Where Could We Live but Days

One of the joys of being freelance is, after the busy spells and the rushing around and the forgetting what your own bed looks like, the solitude and the time to simply write or read. As a writer, you tend to get sent a lot of books by other people, some for comment, some for review and some simply for the pleasure of sharing words. Ian Gregson, a poetic hero of mine for a long time (his first two Salt collections were a major influence on my own practise) has sent me through his new novel ‘Not Tonight Neil’ and I’ve been eagerly awaiting some nothingness so I can sit down with it and enjoy it. At a workshop the other night I told the young people who attended I thought that for every poem they wrote they should have read a hundred, I think that probably underestimates it a little.
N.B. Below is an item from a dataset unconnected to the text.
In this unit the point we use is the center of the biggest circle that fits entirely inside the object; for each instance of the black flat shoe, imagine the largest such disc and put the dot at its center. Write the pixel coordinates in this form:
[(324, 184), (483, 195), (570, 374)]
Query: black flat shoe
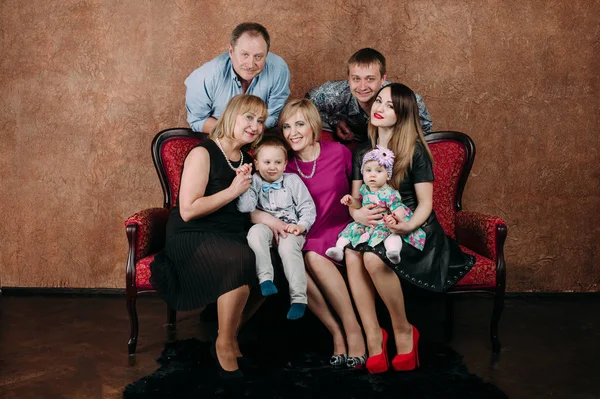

And, of course, it isn’t just poetry- it’s prose, reviews, newspapers, ingredients to a ready meal, read everything and anything and as much and as often as possible. For anybody at a loss and searching for somet tips I point you in the direction of:

Toon Tellegen’s ‘Raptors’ translated by Judith Wilkinson and published by Carcanet

The latest issue of Granta which has the best single poem, by Gillian Allnut, that I’ve read in years

Boxer Beatle, by Ned Beauman, fantastic and witty and enticing novel

Those are three to be going on with, what are your suggestions?